[The Red Acorn by John McElroy]@TWC D-Link bookThe Red Acorn CHAPTER XII 8/28
We've plenty o' water the dryest times, when everybody else's goes dry." "That IS delicious water," said Harry. "An' now I'll git ye yor breakfast in a minnit.
The teakittle's a-bilin', the coffee's ground, the pone's done, an' when I fry a little ham, everything will be ready." As her culinary methods and utensils differed wholly from anything Harry had ever seen, he studied them with great interest sharpened not a little by a growing appetite for breakfast. The clumsy iron teakettle swung on a hook at the end of a chain fastened somewhere in the throat of the chimney.

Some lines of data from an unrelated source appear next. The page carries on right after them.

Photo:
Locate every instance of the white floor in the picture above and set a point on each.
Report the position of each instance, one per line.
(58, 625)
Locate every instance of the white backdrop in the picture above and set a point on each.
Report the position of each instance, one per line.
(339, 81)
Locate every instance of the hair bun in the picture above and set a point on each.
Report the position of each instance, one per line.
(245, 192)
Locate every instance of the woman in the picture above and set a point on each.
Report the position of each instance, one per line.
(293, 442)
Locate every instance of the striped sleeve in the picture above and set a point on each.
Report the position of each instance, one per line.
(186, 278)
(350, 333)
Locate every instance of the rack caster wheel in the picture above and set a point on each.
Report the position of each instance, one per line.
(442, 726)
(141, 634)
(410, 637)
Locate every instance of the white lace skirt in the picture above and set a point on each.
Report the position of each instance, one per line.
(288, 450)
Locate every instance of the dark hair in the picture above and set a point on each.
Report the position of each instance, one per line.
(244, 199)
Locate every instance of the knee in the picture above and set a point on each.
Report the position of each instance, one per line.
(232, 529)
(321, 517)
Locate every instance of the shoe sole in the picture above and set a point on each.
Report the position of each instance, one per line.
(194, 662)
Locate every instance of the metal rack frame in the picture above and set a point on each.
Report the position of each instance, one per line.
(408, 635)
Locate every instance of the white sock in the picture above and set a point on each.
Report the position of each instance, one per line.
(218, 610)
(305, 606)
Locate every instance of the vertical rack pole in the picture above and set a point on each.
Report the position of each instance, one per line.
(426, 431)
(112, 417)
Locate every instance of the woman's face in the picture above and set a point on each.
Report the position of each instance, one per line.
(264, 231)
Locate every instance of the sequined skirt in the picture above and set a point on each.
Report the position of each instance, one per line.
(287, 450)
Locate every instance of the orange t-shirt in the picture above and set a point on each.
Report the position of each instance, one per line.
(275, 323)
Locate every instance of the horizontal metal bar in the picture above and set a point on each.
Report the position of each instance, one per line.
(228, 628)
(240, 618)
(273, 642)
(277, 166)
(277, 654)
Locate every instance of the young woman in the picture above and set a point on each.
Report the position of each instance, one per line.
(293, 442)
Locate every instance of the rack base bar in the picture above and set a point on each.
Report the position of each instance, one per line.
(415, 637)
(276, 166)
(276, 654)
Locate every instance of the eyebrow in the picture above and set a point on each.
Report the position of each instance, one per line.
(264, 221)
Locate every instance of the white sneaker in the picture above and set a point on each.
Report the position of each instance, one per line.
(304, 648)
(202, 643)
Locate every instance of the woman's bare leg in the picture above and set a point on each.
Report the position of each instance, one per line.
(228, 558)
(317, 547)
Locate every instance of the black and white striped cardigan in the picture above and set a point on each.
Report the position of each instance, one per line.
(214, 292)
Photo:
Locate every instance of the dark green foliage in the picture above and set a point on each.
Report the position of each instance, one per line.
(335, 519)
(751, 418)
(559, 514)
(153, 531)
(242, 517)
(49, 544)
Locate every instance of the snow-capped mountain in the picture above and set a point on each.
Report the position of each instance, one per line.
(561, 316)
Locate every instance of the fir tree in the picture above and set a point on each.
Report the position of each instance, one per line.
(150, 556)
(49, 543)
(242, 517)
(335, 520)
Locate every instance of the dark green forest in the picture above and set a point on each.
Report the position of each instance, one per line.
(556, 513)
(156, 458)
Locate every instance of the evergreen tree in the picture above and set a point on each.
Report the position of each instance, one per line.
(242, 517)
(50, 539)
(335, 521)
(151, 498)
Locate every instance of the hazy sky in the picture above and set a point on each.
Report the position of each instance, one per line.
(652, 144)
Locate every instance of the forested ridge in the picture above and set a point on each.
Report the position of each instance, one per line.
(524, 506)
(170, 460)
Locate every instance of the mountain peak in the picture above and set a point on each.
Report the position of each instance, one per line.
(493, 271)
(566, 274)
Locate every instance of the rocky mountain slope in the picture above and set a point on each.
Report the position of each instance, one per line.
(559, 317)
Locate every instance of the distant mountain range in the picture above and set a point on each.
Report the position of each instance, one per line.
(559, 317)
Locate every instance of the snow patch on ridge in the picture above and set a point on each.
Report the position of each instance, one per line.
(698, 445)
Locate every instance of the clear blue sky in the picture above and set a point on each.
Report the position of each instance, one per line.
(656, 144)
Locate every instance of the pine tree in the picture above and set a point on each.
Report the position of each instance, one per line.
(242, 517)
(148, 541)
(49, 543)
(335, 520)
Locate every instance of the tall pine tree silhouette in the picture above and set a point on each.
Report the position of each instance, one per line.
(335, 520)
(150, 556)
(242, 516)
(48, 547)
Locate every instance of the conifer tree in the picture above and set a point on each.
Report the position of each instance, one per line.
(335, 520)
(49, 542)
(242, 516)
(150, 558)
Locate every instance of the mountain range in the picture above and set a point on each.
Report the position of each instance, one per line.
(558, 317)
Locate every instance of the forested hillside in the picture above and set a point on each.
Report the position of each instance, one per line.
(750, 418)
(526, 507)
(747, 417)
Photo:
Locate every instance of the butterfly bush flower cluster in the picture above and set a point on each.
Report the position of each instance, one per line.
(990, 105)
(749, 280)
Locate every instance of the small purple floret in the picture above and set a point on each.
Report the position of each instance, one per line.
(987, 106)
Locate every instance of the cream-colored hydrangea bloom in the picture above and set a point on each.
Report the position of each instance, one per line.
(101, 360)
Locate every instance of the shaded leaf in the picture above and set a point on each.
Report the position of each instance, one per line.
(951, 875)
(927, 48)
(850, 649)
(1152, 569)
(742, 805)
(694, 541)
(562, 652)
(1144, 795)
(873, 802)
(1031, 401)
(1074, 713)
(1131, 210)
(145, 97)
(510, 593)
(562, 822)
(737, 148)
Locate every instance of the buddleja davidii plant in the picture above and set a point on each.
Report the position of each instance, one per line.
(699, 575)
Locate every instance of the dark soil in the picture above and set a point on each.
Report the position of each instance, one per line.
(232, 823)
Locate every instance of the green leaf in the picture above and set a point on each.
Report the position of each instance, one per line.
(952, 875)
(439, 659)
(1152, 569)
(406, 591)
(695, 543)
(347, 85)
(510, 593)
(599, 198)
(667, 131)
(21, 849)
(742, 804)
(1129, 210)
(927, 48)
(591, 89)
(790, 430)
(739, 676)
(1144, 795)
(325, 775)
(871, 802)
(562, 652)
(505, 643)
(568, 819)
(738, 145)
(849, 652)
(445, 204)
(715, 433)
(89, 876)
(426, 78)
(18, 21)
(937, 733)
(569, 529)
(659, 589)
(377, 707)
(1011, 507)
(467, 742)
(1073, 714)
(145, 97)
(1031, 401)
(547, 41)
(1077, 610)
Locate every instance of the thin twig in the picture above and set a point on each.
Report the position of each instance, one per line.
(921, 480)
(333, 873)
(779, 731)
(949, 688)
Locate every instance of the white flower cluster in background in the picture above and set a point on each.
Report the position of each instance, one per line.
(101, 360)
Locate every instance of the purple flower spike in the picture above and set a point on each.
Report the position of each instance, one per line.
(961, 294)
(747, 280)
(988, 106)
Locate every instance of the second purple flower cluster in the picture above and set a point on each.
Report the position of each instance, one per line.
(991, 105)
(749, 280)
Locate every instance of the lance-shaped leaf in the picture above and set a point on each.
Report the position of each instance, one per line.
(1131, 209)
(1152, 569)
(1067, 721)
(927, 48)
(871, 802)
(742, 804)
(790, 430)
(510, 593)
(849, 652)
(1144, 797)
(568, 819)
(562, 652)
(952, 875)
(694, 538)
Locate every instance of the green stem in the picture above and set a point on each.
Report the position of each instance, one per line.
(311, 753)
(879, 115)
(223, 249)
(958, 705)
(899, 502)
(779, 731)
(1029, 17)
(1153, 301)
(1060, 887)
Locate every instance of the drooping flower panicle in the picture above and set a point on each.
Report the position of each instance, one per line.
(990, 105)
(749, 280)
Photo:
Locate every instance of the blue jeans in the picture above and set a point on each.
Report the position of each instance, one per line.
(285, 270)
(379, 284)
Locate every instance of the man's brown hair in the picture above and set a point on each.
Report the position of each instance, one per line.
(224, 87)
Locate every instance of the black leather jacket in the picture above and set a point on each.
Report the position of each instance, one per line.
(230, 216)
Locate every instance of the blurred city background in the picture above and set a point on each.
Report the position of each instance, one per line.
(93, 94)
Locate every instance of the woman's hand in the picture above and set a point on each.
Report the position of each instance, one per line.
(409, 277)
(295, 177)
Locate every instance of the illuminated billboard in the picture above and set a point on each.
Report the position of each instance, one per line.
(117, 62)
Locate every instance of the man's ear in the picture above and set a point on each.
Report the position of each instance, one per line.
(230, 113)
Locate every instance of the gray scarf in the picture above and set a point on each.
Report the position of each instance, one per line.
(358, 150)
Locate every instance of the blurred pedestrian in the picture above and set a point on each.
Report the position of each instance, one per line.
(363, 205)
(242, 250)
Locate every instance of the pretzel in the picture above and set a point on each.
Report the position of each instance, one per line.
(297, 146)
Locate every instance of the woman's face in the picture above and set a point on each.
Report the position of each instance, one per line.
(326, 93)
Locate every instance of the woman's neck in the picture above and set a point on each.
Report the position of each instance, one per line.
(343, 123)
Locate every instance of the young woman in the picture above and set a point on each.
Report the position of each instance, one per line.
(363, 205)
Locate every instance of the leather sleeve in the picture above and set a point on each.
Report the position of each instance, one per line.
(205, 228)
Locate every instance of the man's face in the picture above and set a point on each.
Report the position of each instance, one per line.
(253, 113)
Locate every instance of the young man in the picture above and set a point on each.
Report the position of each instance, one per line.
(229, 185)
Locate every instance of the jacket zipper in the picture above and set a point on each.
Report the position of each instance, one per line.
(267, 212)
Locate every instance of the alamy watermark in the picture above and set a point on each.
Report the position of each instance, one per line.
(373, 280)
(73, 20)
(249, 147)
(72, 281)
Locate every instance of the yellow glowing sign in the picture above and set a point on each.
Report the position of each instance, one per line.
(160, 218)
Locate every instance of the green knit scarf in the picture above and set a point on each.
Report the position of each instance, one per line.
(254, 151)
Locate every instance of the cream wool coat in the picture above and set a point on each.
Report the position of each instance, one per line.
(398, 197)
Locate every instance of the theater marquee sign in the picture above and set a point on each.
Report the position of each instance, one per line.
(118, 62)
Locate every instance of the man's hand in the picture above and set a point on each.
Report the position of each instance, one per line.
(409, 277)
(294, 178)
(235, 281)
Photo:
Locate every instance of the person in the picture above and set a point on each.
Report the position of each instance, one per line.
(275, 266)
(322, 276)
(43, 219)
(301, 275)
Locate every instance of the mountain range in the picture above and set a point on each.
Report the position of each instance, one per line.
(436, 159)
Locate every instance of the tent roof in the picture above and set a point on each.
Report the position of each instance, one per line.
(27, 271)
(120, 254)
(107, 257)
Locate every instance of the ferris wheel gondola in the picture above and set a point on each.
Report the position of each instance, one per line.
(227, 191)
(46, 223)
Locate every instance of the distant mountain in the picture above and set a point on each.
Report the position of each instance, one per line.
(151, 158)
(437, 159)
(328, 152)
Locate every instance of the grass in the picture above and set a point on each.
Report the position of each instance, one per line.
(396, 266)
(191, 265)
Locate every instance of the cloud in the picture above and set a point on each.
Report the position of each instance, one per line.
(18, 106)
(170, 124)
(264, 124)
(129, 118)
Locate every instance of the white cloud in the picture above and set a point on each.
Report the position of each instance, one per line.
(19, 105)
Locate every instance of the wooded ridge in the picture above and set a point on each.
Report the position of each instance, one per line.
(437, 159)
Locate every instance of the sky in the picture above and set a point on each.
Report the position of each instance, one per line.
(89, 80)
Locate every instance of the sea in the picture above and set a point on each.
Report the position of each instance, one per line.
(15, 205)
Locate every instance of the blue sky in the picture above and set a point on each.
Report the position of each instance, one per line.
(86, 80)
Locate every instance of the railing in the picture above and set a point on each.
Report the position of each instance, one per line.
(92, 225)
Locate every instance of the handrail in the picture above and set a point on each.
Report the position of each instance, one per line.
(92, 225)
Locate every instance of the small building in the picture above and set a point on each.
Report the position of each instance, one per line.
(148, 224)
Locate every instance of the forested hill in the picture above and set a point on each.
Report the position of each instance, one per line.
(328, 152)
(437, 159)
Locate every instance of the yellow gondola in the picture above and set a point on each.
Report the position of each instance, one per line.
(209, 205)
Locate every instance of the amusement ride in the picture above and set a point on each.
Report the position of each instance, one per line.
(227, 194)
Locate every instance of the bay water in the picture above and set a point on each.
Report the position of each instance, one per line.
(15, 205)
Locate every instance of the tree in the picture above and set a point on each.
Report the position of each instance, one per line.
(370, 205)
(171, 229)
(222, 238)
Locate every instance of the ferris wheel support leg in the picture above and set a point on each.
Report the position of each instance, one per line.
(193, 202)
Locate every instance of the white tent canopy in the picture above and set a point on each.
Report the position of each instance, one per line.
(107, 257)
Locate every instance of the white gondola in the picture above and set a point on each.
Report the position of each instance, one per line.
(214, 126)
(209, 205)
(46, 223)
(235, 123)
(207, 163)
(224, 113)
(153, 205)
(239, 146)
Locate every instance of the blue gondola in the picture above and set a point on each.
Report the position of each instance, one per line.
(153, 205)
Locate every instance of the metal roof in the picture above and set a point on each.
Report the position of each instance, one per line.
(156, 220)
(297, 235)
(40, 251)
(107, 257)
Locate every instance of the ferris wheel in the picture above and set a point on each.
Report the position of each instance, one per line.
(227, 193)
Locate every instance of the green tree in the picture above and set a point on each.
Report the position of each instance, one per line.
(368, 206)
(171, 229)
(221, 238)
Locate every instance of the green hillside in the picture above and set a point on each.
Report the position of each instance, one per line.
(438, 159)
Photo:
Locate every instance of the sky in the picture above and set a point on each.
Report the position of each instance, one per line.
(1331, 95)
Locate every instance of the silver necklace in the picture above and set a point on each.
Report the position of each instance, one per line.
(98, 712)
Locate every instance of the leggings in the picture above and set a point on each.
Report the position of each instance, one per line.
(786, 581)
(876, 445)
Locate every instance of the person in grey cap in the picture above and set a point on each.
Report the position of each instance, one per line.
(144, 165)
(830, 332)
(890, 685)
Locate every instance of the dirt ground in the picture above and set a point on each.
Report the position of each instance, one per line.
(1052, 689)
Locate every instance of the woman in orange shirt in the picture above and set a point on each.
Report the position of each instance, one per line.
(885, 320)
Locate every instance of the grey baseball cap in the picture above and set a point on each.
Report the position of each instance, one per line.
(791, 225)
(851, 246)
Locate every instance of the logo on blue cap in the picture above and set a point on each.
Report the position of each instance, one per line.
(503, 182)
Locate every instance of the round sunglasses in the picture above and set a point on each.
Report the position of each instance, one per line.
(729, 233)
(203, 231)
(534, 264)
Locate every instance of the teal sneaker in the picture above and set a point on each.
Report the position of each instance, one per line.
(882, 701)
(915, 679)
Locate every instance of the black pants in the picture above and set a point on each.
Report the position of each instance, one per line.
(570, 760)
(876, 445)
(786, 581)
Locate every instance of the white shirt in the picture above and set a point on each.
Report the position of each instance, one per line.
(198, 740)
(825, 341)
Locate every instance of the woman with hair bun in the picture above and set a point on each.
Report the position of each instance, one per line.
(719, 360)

On the rough stones forming the hearth were a half-dozen "ovens" and "skillets"-- circular, cast-iron vessels standing on legs, high enough to allow a layer of live coals to be placed beneath them.
They were covered by a lid with a ledge around it, to retain the mass of coals heaped on top.
The cook's scepter was a wooden hook, with which she moved the kettles and ovens and lifted lids, while the restless fire scorched her amrs and face ruddier than cherry. It was a primitive way, and so wasteful of wood that it required a tree to furnish fuel enough to prepare breakfast; but under the hands of a skillful woman those ovens and skillets turned out viands with a flavor that no modern appliance can equal. The joists of the house were thickly hung with the small delicious hams of the country--hams made from young and tender hogs, which had lived and fattened upon the acorns, fragrant hickory-nuts and dainty beechnuts of the abundant "mast" of the forest, until the were saturated with their delicate, nutty flavor.